With the increasing saturation of sociable media in society, the stigma (or perhaps initial feeling of revulsion) surrounding online dating is beginning to fade. What’s more is that online dating sites have a reached a point of sophistication that self-proclaimed data nerds are even enticed to hack them. In fact, award-winning journalist and digital strategist Amy Webb‘s latest claim to fame is that she has successfully “hacked the system.” After a bad breakup, Webb turned to data to find her prince charming. What she discovered is that the algorithms powering online dating websites match users up based on profile similarities. Thus, to more efficiently find The One, users must “maximize” their online dating profile and shape how others perceive them online.
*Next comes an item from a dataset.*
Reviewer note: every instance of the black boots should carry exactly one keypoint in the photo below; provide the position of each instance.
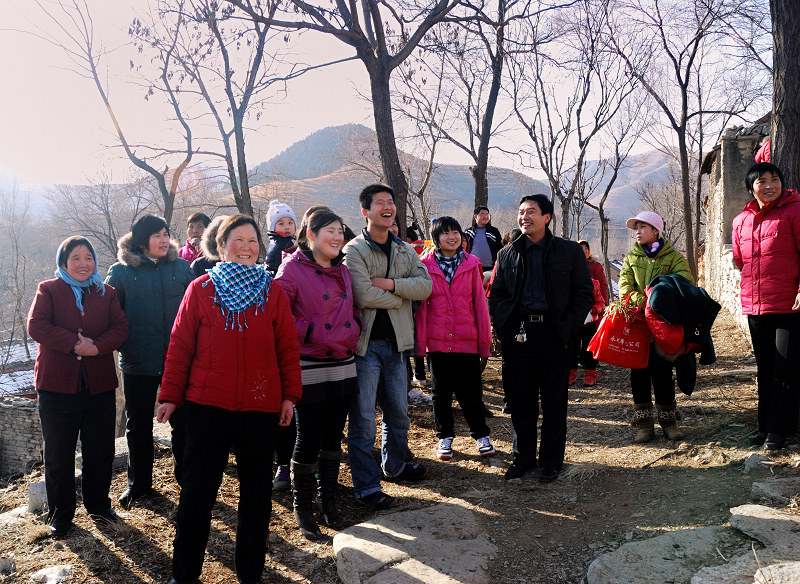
(328, 466)
(304, 487)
In many ways, online dating exemplifies the dystopian rhetoric of technological determinism described in Baym’s Personal Connections in the Digital Age. While online dating may expose users to a larger number of people, the individuals users are matched up with are strictly dictated by similar interests and beliefs. If you’re a Republican, how can you imagine yourself getting along with an extremely left-wing partner? If you’re Jewish won’t you eventually run into serious conflicts with an Agnostic? If you enjoy comedies but she put down Silence of the Lambs as her favorite movie will you be able to laugh together? Does the fact that Silence of the Lambs is her favorite movie imply that she is perhaps dark and maniacal? Because of this algorithm, online dating pushes us toward a form of tribalism in which we choose to connect with those whose information speaks to our own identities and preferences. Thus, when users are “matched” on dating sites they are truly just that – matched like one of a pair with someone based on superficial qualities.
Webb’s experience further supports this idea of social tribalism. When looking for potential suitors, Webb’s most important criteria were that his beliefs (“culturally Jewish”) and interests virtually mirror her own. The only way for a user to know these critical details is by interpreting the information given in a profile. Profiles provide the framework for social cues unique to online dating sites. While in unmediated communication social cues are communicated through things like words, tone of voice, clothing, facial expression, and body language, on dating sites they are communicated through answers to questionnaires, drop-down box-selected adjectives, biographies, pictures, and online activity tracking. These unprecedented and sparse social cues frequently bring up the question of whether people will be inclined to lie about themselves online.
Take for example Webb’s online dating profile. When Webb first created her profile she copy and pasted descriptions from her resume into her bio and didn’t put much thought into the photos she uploaded. Instead, she focused her energy on finding someone who might pique her interest. After making five fake male profiles to see what her competitors were like, Webb realized that she had forgotten a critical part of the process – would the men she was looking for like her back? Webb’s investigation concluded with the elements of a successful female online dating profile. The “popular” women on the site had short biographies that were on average 97 words, they used non-specific, optimistic language, responded to messages approximately every 23 hours, and above all, they had great pictures. With these insights at hand, Webb was able to make a “Super Profile” that succeeded in dramatically increasing her popularity on the dating site.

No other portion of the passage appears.